His comments fuelled a second day of buying, which sent the S&P 500 on Wall Street to a new record high, while the dollar edged up against the yen as investors became more confident in higher-risk assets.

Australian shares were also given a boost by better-than-expected growth data, but Shanghai edged lower as China's leaders moved to temper expectations for the world's number two economy this year with a tepid forecast for expansion.

Tokyo jumped 1.50 percent by the break, Hong Kong added 0.80 percent and Seoul was 1.09 percent higher. Sydney rallied 0.62 percent and Shanghai was up 0.10 percent.

Investors breathed a sigh of relief after Putin said Tuesday that while he reserved the right to send troops into Ukraine, "so far there is no such necessity", and that such a move would only be a last resort.

Global markets tumbled on Monday after lawmakers voted to allow Putin to send troops into Crimea, a mainly Russian-speaking peninsula in the southeast of Ukraine, following the ouster of the country's pro-Moscow government.

On Wall Street the S&P 500 advanced 1.53 percent to a new record, the Dow surged 1.41 percent and the Nasdaq gained 1.75 percent.

"We're not sure how one says 'phew' in Russian, yet that is a collective exclamation at this juncture," said Briefing.com analyst Patrick O'Hare.

- China targets 7.5% growth for 2014 -

The latest news boosted the dollar against the yen in New York trade after it sank earlier in the week as traders sought out the relative safety of the Japanese unit.

The dollar bought 102.21 yen, compared with 102.24 yen late in New York but well up from the 101.74 yen in Asia earlier Tuesday.

The euro fetched $1.3735 and 140.36 yen against $1.3740 and 140.49 yen.

China's National People's Congress, the nation's rubber-stamp legislature, began its annual meeting Wednesday with Premier Li Keqiang saying the government was targeting 7.5 growth in 2014, unchanged from last year.

The figure is below the 7.7 percent seen in 2013 and 2012 -- which was the worst rate of growth since 1999.

The economic growth estimate figure is closely watched by analysts for insight into the leadership's thinking about the economy and how they expect it to perform.

The "around 7.5 percent" goal came after soft recent economic data, with a key manufacturing index slipping to an eight-month low in February. Analysts are keeping an eye on the meeting, hoping for a fresh set of policies aimed at fuelling growth in the Asian economic giant.

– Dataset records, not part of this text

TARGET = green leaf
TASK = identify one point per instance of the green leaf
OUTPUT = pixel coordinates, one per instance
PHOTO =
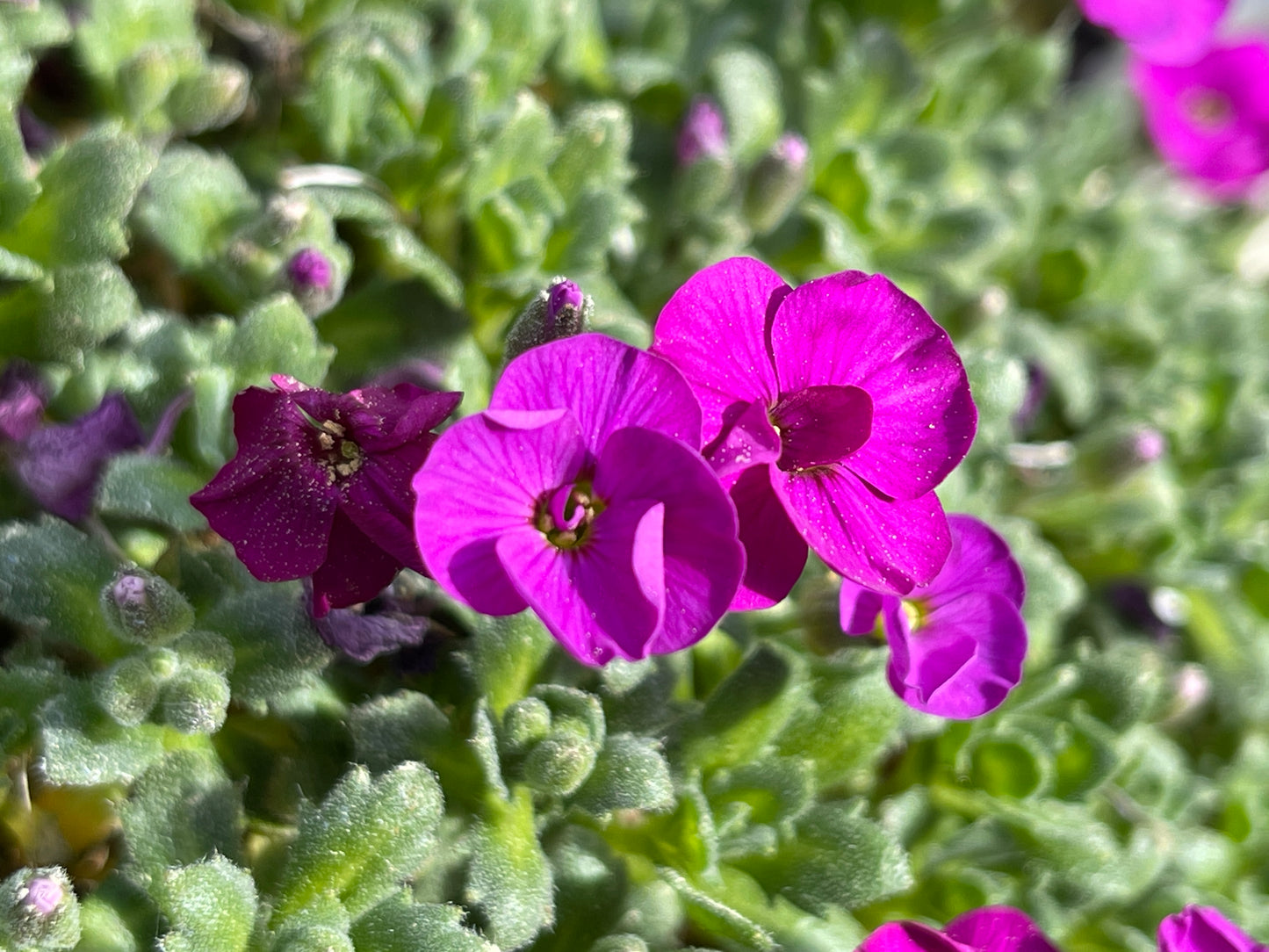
(400, 924)
(182, 810)
(191, 205)
(210, 905)
(509, 880)
(364, 840)
(150, 487)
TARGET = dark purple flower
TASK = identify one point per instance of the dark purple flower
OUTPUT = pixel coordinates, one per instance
(1211, 119)
(22, 400)
(1166, 32)
(1203, 929)
(955, 644)
(580, 494)
(320, 485)
(61, 464)
(310, 270)
(832, 412)
(703, 133)
(989, 929)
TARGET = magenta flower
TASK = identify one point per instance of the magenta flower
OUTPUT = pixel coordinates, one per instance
(1203, 929)
(580, 494)
(703, 133)
(957, 644)
(320, 485)
(1166, 32)
(830, 413)
(1211, 119)
(989, 929)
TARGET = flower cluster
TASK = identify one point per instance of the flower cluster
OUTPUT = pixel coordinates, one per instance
(1006, 929)
(1206, 102)
(632, 498)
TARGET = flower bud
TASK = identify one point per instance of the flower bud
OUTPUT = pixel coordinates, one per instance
(559, 311)
(777, 183)
(40, 911)
(194, 701)
(144, 607)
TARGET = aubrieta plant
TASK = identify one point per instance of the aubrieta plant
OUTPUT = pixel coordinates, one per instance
(609, 476)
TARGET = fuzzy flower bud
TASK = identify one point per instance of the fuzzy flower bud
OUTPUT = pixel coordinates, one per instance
(559, 311)
(777, 182)
(145, 607)
(40, 911)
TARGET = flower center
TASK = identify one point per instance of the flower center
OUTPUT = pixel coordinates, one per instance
(339, 456)
(1207, 108)
(566, 515)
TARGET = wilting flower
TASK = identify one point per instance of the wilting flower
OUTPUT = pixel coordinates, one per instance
(580, 493)
(832, 412)
(60, 464)
(989, 929)
(1168, 32)
(1203, 929)
(320, 485)
(1211, 119)
(957, 644)
(703, 133)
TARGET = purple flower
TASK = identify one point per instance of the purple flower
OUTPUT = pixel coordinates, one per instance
(703, 133)
(1166, 32)
(957, 644)
(989, 929)
(1211, 119)
(320, 485)
(580, 494)
(830, 413)
(310, 270)
(22, 400)
(61, 464)
(1203, 929)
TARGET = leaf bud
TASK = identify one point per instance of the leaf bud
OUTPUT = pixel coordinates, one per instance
(145, 607)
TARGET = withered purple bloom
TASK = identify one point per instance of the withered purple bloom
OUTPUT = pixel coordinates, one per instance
(957, 644)
(60, 464)
(320, 485)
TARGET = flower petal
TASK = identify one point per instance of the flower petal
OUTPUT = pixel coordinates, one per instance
(482, 479)
(855, 330)
(980, 561)
(715, 330)
(775, 550)
(271, 501)
(883, 545)
(821, 424)
(605, 384)
(858, 609)
(356, 569)
(964, 658)
(603, 599)
(998, 929)
(703, 560)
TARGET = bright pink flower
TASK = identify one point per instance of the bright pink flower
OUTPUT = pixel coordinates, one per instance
(832, 412)
(957, 644)
(1166, 32)
(1203, 929)
(989, 929)
(1211, 119)
(320, 485)
(580, 494)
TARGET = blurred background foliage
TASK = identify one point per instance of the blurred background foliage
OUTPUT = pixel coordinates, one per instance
(162, 162)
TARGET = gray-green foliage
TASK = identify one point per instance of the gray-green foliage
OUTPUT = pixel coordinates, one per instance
(224, 783)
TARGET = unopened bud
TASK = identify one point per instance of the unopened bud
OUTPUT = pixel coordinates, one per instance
(559, 311)
(40, 911)
(777, 183)
(145, 607)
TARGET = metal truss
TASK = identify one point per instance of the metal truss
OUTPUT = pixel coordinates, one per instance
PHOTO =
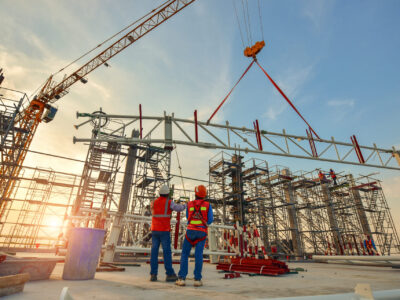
(246, 140)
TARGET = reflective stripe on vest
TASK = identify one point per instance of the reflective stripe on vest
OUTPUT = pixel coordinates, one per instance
(165, 215)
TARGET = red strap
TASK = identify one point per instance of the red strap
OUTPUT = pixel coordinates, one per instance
(226, 97)
(287, 99)
(193, 243)
(198, 214)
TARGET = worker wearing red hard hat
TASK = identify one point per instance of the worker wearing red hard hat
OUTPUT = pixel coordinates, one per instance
(199, 214)
(161, 209)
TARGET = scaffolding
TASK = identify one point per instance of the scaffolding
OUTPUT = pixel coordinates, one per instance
(36, 217)
(12, 131)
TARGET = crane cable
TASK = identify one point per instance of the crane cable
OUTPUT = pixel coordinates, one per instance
(238, 21)
(245, 24)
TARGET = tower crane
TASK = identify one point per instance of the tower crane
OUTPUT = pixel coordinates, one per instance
(41, 109)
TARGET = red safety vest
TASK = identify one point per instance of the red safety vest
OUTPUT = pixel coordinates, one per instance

Shares in Sydney rallied after official data showed Australia's economy expanded 0.8 percent quarter on quarter in the last three months of 2013, higher than the 0.7 percent forecast thanks to a pick-up in exports.

The figures add to indications in Australia that the country is at an upwards turning point, as they came despite weakness in major market China and turmoil in the domestic manufacturing sector.

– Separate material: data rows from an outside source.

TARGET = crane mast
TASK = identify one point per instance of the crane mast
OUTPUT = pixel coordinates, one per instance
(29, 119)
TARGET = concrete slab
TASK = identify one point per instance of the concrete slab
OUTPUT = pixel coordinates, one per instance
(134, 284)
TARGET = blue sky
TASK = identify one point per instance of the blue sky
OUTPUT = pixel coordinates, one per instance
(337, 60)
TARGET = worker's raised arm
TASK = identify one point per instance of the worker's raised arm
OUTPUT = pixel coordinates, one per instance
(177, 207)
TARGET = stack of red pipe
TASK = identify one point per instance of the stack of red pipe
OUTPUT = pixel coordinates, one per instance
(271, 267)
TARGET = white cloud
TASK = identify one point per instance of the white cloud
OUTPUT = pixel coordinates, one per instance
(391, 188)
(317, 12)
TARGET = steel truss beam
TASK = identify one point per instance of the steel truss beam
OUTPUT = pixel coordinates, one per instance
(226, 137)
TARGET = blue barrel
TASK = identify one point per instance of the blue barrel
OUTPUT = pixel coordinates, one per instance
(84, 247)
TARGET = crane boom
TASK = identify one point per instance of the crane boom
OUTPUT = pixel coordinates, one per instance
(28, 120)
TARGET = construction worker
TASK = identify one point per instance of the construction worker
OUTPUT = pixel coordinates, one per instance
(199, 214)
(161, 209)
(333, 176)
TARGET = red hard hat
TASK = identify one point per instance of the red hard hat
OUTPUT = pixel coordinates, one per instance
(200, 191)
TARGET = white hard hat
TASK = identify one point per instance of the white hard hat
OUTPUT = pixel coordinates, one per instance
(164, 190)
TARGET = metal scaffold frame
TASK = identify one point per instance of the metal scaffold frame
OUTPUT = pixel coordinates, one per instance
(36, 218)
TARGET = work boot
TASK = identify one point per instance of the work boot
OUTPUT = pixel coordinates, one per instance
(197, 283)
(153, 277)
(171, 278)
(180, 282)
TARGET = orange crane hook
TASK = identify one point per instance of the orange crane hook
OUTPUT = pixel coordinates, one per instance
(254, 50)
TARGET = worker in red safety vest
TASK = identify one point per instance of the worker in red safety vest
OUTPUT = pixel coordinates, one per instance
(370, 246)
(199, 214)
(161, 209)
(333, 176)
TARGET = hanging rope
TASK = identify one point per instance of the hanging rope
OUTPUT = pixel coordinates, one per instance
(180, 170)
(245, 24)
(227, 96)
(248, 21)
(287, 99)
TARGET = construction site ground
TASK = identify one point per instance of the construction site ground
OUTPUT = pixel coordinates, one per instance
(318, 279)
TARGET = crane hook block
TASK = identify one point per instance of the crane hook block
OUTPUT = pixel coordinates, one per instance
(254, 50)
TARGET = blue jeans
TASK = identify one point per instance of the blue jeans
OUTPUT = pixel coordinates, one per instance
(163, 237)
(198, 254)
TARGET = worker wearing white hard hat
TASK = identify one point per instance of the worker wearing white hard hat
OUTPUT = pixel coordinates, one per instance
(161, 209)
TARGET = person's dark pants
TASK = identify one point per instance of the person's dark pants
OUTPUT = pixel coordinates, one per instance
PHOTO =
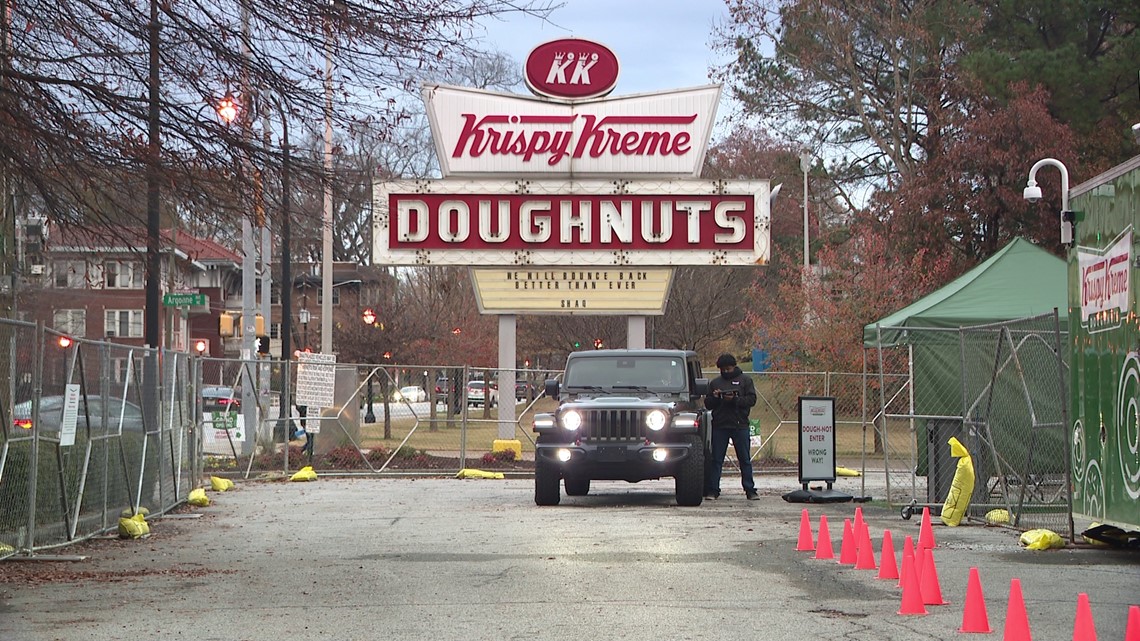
(740, 441)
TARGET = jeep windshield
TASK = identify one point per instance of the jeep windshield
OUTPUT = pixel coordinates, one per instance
(636, 373)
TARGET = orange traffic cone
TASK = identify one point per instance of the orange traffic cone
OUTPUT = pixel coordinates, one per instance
(1017, 622)
(908, 558)
(1082, 627)
(926, 533)
(805, 534)
(912, 594)
(865, 553)
(847, 548)
(931, 592)
(823, 546)
(1132, 631)
(887, 566)
(974, 616)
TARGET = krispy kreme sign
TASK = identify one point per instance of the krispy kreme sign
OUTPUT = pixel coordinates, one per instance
(571, 222)
(1105, 281)
(482, 132)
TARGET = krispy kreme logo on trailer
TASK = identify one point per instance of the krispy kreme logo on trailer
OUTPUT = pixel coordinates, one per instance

The Australian dollar rose to 89.92 US cents in response to the news from Tuesday's close of 89.31 US cents.

Oil prices were mixed. New York's main contract, West Texas Intermediate for April delivery, gained three cents to $103.36 in early Asian trading, while Brent North Sea crude for April eased 13 cents to $109.17.

Gold fetched $1 336.60 an ounce at 02:30 GMT compared with $1 337.11 late on Tuesday.